Digimon Adventure: was regarded as based on stylistic references for an acquired audience; the commercial target was considered ambiguous; Manga-News then questioned the legitimacy of such regarding the intentions of Last Evolution Kizuna. For Alex Cline of AIPT Comics, the cause was the public responses to the iterations that followed the first series and differed from the usual formulas; Cline pointed out the presence of monsters and antagonists that have "never been animated before" while deploring their anecdotal usage.

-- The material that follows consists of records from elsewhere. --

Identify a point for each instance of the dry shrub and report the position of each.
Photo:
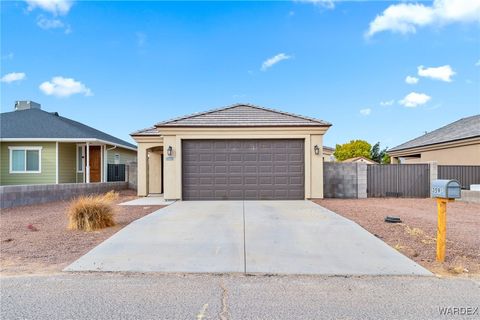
(90, 213)
(111, 196)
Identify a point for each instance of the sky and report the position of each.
(379, 71)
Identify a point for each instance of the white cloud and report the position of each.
(366, 111)
(13, 76)
(56, 7)
(46, 23)
(407, 17)
(64, 87)
(414, 99)
(274, 60)
(411, 80)
(329, 4)
(443, 73)
(387, 103)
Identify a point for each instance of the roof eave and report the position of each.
(72, 140)
(245, 126)
(431, 144)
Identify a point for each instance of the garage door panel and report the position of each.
(236, 169)
(202, 169)
(251, 169)
(243, 169)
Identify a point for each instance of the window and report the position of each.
(25, 159)
(80, 159)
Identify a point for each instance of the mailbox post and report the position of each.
(445, 191)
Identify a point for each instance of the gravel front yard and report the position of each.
(416, 236)
(47, 246)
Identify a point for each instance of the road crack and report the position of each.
(224, 315)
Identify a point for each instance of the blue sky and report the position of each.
(123, 66)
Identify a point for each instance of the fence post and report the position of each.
(433, 174)
(361, 180)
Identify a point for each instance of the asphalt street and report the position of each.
(227, 296)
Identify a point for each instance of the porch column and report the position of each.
(142, 171)
(87, 163)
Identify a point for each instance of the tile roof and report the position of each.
(243, 115)
(151, 131)
(461, 129)
(40, 124)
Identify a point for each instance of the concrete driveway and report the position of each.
(278, 237)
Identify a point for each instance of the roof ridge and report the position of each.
(451, 124)
(235, 105)
(75, 128)
(142, 130)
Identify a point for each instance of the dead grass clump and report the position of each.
(111, 196)
(90, 213)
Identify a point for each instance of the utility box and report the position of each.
(444, 188)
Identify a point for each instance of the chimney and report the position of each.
(26, 104)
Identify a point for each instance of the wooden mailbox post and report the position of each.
(445, 191)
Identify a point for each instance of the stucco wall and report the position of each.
(460, 155)
(48, 165)
(466, 155)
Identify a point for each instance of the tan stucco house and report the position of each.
(328, 154)
(457, 143)
(359, 160)
(233, 153)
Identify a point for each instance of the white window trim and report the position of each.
(25, 148)
(83, 158)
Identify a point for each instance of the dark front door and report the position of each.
(262, 169)
(95, 163)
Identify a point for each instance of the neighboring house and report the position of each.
(457, 143)
(237, 152)
(39, 147)
(359, 160)
(328, 154)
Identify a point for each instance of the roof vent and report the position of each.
(26, 104)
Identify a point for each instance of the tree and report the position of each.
(352, 149)
(378, 155)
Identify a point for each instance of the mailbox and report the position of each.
(443, 188)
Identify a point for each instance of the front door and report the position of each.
(95, 163)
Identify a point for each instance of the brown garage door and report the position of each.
(243, 169)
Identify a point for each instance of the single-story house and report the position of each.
(328, 154)
(457, 143)
(359, 160)
(233, 153)
(40, 147)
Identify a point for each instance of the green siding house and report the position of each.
(40, 147)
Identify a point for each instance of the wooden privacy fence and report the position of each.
(466, 175)
(398, 180)
(116, 172)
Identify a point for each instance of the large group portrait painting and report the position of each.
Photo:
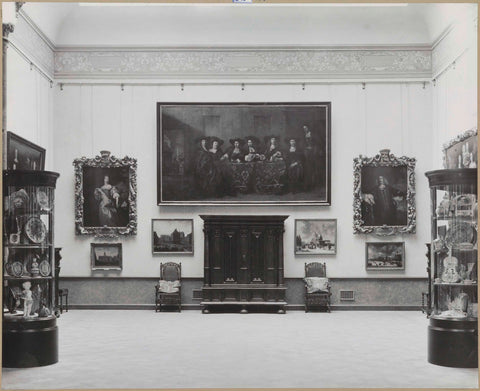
(244, 153)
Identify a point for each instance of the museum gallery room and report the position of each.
(221, 195)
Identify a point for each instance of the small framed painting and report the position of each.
(385, 255)
(172, 236)
(315, 236)
(23, 154)
(106, 256)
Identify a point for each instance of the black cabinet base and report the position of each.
(30, 344)
(453, 343)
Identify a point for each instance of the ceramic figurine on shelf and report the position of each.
(43, 311)
(457, 308)
(34, 270)
(27, 299)
(444, 208)
(450, 273)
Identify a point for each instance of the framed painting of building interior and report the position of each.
(172, 236)
(105, 195)
(106, 256)
(315, 236)
(384, 194)
(242, 154)
(385, 256)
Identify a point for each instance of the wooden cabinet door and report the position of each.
(257, 254)
(231, 255)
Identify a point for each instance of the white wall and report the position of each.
(29, 104)
(455, 93)
(91, 118)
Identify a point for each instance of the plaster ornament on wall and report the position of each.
(305, 63)
(105, 195)
(33, 44)
(384, 194)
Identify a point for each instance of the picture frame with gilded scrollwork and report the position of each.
(384, 194)
(105, 195)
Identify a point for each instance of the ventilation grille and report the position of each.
(197, 294)
(347, 296)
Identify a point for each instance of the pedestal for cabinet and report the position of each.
(453, 343)
(32, 343)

Digimon Adventure: was named one of "The Worst Anime of 2020" by Anime News Network in their year-end selection; termed as a failure and a wasted attempt, criticizing the lack of planning of the staff behind it. The marketing positioning was compared to that of the Dragon Ball brand in the 2010s. Adventure: was part of the reboots & revivals craze seen in the early 2020s.

====Public response====
Responses from fans and spectators would be observed by various media and the international broadcaster as very mixed through its run. Promotional images of episode 38 "The Blazing Blue Friendship", depicting crucifixions; went viral; spreading via memes from fans and nostalgics.

Daniel Dockery, senior writer for Crunchyroll expressed his understanding of viewers' disappointment due to, among other things, the excessive focus on Tai and said that the series doubled down on the aspects that the creators found to be the most appealing "Namely the idea of [Tai] as a hero and the Digimon as combatants. I understand it if isn't everyone's cup of tea".

Although the producer's ambition was to bring the franchise back "for a new generation of children"; Toei Animation declared that the series "struggled to acquire new audiences of children" in May 2021, the official reason given was the COVID-19 pandemic.

===TV ratings===
Six episodes can be seen in the TV Rankings of Japanese Animation: Episode 6 "The Targeted Kingdom", on July 12, 2020 (for 2.9% rating), episode 11 "The Wolf Standing Atop the Desert", on August 16, 2020 (for 2.3% rating), episode 40 "Strike! The Killer Shot", on March 21, 2021 (for 2.6% rating), episode 58 "Hikari New Life", on July 25, 2021 (for 1.9% rating), episode 59 "Bolt, HerakleKabuterimon", on August 1, 2021 (for 2.3% rating), and episode 60 "Vikemon Ventures the Glaciers", on August 8, 2021 (for 1.5% rating). Due to the spread of COVID-19, from April 26 to May 31, 2020, it was Kitarō (2018) that was temporarily rerun in the slot of Digimon; the repeats of the first episodes of Adventure: and its pilot aired from June 7, 2020, with unranked ratings.